What Do You See?

I spent some time with a dear friend, an old professor of mine, a couple weeks ago. This person has seen me through a lot of the darker parts of the last few years, as well as some of the most joyful. Consistently, though, I have witnessed him see the absolute best in people. Not in the sense that he falsely perceives perfection in the people around him, nor blindly gives the benefit of the doubt to people who are actually taking advantage of that grace. Instead, he notices gifts and strengths and goodness in people and he calls that out in them. In other words, he empowers.

As I drove away from our meeting, I was smiling like a fool and I wasn’t sure why (You know when you’re smiling, even though there’s no joke and no one to smile at?). As I tried to assess where this spontaneous beamer was coming from, I realized I felt deeply empowered. It felt slightly ridiculous and dangerously close to a pride I’ve always been told to run away from, but I was literally driving down Ash Street thinking, ‘I am capable. I have gifts. I am worth so much!’ with tears welling up in my eyes. I hated writing that last line. It makes me feel weak and dumb to write it, because it’s a relatively obvious thing that we don’t say to each other very often because we assume everyone already believes it. However, most of the people I know don’t believe this. And the reason I was beaming like a kid on Christmas morning was because I hadn’t believed that in a tangible way for a long time.

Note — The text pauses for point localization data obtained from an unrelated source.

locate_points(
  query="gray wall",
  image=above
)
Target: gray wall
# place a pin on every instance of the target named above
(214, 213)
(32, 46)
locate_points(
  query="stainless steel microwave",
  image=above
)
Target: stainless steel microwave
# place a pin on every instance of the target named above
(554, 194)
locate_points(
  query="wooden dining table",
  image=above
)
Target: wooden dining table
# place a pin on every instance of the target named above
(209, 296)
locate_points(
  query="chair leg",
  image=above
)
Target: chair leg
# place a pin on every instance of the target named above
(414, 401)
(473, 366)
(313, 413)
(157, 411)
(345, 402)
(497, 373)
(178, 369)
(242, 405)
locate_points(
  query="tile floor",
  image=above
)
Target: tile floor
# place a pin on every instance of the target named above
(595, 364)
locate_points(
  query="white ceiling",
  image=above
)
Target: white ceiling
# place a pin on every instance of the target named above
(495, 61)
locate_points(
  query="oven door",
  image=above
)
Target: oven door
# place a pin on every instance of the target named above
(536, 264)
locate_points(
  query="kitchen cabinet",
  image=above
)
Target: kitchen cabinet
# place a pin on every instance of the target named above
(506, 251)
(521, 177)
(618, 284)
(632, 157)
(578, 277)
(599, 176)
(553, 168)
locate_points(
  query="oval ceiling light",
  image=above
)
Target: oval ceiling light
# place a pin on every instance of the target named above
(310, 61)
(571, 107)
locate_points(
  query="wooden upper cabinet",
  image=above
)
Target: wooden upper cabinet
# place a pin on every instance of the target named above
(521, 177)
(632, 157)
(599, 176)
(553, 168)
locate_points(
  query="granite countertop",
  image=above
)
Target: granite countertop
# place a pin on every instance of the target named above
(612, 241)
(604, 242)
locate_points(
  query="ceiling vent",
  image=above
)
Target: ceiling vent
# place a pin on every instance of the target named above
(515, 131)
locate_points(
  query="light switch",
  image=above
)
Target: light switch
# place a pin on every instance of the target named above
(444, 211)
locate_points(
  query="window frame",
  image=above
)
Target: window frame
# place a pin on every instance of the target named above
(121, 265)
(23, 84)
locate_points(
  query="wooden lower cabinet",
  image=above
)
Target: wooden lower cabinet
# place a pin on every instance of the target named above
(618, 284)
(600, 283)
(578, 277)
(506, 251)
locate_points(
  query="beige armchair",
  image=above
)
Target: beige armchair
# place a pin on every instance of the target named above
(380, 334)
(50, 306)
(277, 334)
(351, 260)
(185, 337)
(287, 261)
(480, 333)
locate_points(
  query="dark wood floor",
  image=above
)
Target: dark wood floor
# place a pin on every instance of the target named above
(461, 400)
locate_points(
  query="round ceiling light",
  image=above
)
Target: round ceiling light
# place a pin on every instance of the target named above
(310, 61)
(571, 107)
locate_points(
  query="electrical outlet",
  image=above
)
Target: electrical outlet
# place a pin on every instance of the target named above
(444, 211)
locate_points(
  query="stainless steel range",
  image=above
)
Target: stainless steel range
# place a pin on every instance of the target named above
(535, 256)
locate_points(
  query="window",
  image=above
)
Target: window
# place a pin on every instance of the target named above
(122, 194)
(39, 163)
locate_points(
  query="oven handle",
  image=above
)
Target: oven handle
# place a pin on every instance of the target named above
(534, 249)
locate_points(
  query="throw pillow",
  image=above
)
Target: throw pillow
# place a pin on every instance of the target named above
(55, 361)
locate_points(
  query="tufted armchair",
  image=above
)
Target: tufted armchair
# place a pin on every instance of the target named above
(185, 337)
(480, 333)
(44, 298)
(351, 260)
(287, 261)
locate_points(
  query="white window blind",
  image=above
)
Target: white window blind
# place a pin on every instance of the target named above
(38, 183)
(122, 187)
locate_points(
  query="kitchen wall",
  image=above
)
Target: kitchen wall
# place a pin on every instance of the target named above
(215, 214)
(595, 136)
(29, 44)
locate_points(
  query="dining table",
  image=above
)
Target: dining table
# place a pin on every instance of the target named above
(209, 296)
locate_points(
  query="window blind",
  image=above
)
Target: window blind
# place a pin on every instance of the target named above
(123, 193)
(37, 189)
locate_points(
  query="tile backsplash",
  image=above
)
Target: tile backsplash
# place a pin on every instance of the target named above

To be honest, the week between that interaction and the moment I wrote it down was a dreary one. For reasons that do make sense, and for reasons I cannot seem to define, solitude felt toxic and a number of interactions with people had me flurrying out the door in hopes of escaping impending anxiety.  So, when I was sitting in book group a few nights later and the topic of being beloved by God came up, I wondered, even if I believe in God’s love on a theological level, how on earth I can translate that into my actual life when I am dwelling in the depths?  A few different people responded, one of whom said it was more of a momentary thing, rather than a constant reality, that you taste and must remember.

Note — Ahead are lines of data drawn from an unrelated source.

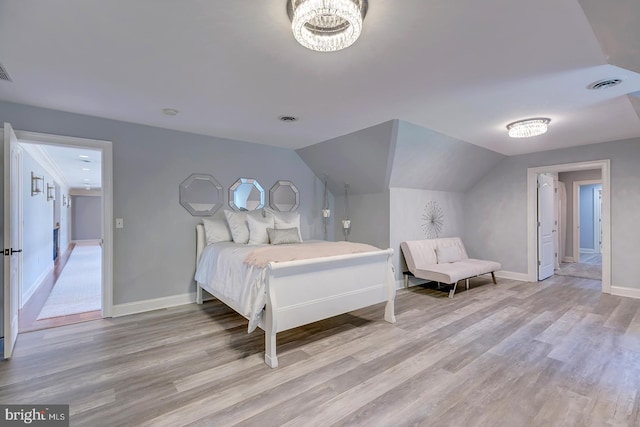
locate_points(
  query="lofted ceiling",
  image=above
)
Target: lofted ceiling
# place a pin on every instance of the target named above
(464, 69)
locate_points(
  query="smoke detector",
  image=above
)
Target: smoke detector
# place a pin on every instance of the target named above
(605, 84)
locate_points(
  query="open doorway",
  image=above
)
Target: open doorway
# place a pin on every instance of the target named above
(582, 256)
(62, 258)
(603, 166)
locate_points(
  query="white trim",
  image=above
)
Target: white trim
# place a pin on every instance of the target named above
(605, 168)
(87, 242)
(511, 275)
(152, 304)
(576, 214)
(83, 192)
(38, 282)
(107, 200)
(42, 158)
(625, 292)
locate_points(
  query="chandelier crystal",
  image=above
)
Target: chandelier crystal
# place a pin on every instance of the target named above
(326, 25)
(528, 128)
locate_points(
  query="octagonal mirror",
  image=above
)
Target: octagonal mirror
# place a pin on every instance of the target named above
(246, 194)
(284, 197)
(201, 194)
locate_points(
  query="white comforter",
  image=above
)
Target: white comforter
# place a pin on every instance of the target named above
(234, 270)
(222, 267)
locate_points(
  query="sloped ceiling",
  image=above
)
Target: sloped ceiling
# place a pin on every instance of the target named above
(425, 159)
(361, 159)
(398, 154)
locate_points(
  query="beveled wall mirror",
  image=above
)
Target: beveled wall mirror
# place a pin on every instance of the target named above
(246, 194)
(201, 194)
(284, 197)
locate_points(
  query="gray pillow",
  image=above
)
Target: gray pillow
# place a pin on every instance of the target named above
(280, 236)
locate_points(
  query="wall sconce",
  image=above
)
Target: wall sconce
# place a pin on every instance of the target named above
(51, 192)
(36, 184)
(346, 222)
(326, 212)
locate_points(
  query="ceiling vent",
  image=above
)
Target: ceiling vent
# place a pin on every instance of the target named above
(604, 84)
(3, 74)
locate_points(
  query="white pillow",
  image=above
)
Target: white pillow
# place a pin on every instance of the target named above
(286, 220)
(238, 225)
(283, 235)
(216, 230)
(258, 228)
(447, 254)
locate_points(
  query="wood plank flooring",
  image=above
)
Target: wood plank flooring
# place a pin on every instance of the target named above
(513, 354)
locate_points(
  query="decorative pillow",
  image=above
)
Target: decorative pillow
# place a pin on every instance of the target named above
(258, 228)
(216, 230)
(447, 254)
(280, 236)
(238, 225)
(285, 220)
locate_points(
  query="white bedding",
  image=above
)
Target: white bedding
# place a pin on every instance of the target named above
(222, 267)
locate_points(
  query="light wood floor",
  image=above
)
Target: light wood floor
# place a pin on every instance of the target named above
(555, 353)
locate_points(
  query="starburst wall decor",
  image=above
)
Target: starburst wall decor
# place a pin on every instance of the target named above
(432, 220)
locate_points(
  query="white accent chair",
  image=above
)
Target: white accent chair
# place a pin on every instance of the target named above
(444, 260)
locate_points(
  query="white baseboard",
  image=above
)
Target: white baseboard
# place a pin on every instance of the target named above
(152, 304)
(510, 275)
(38, 282)
(625, 292)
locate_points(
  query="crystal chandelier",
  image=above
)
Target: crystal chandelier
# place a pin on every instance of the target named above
(326, 25)
(528, 128)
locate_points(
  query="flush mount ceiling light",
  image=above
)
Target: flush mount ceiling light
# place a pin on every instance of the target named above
(326, 25)
(528, 128)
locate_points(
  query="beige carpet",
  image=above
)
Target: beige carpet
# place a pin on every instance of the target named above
(577, 269)
(79, 287)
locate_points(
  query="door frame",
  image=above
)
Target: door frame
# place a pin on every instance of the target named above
(107, 200)
(605, 173)
(576, 215)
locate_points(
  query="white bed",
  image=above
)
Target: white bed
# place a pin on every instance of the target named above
(295, 293)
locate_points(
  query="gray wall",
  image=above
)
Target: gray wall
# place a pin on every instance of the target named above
(569, 178)
(407, 208)
(86, 221)
(154, 255)
(432, 161)
(496, 207)
(587, 216)
(362, 159)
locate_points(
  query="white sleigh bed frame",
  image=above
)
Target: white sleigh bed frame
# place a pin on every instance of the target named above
(305, 291)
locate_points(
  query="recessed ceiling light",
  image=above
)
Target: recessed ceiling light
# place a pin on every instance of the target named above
(528, 128)
(605, 84)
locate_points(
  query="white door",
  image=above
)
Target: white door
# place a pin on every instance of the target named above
(12, 249)
(546, 215)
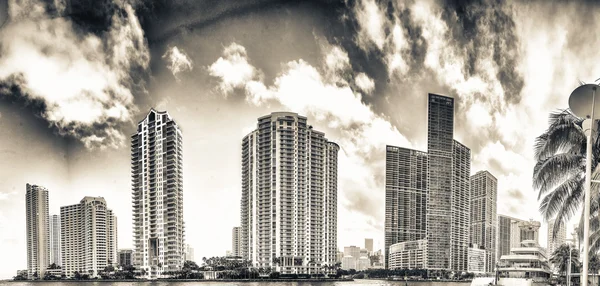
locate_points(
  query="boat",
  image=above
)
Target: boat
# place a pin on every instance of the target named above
(526, 265)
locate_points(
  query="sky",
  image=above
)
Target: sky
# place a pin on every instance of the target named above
(77, 75)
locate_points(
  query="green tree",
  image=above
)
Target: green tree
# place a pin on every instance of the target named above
(559, 173)
(560, 258)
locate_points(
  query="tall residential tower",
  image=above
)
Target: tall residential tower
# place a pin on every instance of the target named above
(157, 190)
(55, 255)
(289, 195)
(448, 199)
(484, 194)
(405, 196)
(38, 231)
(88, 238)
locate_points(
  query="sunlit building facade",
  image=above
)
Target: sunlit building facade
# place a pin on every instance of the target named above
(448, 200)
(87, 232)
(157, 191)
(484, 195)
(289, 195)
(405, 196)
(38, 231)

I felt my foolishly large smile threaten to resurface in that moment, as I realized that is exactly what the meeting with my professor had been. A moment when I felt beloved and joyful because of it, not simply because someone was generously kind to me, but because that person dared to see the goodness in me that God himself put there and declared good.

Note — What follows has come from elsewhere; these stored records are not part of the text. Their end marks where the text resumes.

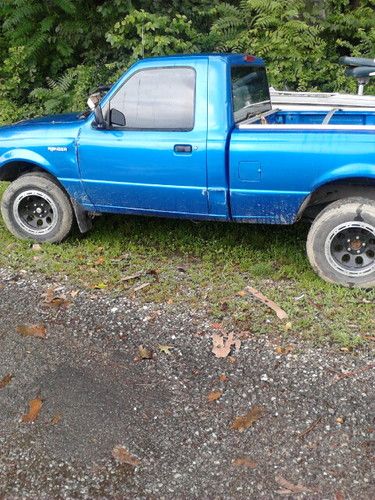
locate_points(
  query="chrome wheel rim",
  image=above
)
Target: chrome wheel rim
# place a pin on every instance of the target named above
(35, 212)
(350, 249)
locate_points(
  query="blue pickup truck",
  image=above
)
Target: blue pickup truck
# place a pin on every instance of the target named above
(197, 137)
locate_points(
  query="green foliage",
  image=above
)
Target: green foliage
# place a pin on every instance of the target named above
(143, 33)
(53, 52)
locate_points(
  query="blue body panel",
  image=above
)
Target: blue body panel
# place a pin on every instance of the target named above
(257, 173)
(273, 170)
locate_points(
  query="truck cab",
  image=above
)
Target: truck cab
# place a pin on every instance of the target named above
(197, 137)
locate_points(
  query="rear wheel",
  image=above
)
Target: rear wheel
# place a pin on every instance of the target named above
(35, 207)
(341, 243)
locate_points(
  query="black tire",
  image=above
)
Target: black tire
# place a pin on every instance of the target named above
(34, 207)
(341, 243)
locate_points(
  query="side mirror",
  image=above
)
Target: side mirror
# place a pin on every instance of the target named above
(93, 100)
(117, 118)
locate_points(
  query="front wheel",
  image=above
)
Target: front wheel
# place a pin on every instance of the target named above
(341, 243)
(34, 207)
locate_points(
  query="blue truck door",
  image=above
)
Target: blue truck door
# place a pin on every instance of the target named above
(157, 162)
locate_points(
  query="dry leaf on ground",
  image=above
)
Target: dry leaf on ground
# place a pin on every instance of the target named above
(38, 331)
(56, 419)
(121, 454)
(214, 395)
(6, 380)
(145, 353)
(166, 349)
(35, 405)
(244, 462)
(284, 350)
(222, 344)
(141, 287)
(52, 299)
(244, 422)
(281, 314)
(290, 488)
(132, 277)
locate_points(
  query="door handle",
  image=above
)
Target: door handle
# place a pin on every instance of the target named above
(183, 148)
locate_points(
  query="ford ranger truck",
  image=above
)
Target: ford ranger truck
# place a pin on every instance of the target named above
(196, 137)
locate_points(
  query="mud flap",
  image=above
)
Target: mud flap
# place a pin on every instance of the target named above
(83, 220)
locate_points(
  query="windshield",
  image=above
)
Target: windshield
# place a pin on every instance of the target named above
(250, 91)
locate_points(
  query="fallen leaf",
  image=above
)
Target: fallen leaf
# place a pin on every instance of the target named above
(290, 488)
(154, 273)
(56, 301)
(6, 380)
(56, 419)
(166, 349)
(38, 331)
(280, 313)
(222, 344)
(132, 277)
(284, 350)
(121, 454)
(141, 287)
(244, 462)
(145, 353)
(214, 395)
(35, 405)
(100, 286)
(244, 422)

We constantly forget how powerful we are in the lives of those around us. We spend such an extreme amount of time criticizing others, gossiping about them to justify ourselves, labeling one another quite unhelpfully, competing with each other. I was reading John 2 recently, the part where Jesus finds people selling merchandise in the temple and exclaims, “How dare you turn my Father’s house into a market!” I sat imagining if Jesus might exclaim, “How dare you turn my Father’s love into a secret!” if he came upon our—Christian or otherwise—relationships and communities sometimes.

I say none of this to condemn the way we love. Love is messy and difficult to execute and easy to mess up and hard to digest. But I say all of this to remind us of the power we hold—both to put a smile on another’s face, and sometimes to convince them—even momentarily—that they are beloved.

Someone once told me that if every time you walked into a room full of people you assumed they are not doing very well, you would be right most of the time. People are broken and suffering and lost in ways that are not obvious but are deeply restrictive in their lives.  But those very same people hold profound goodness that they perhaps have not been made aware of. 

I hope that we can be a people who reflect back at others their inherent goodness. People who notice each other and empower each other because the Father’s love is not a secret and does not have to be an abstract concept.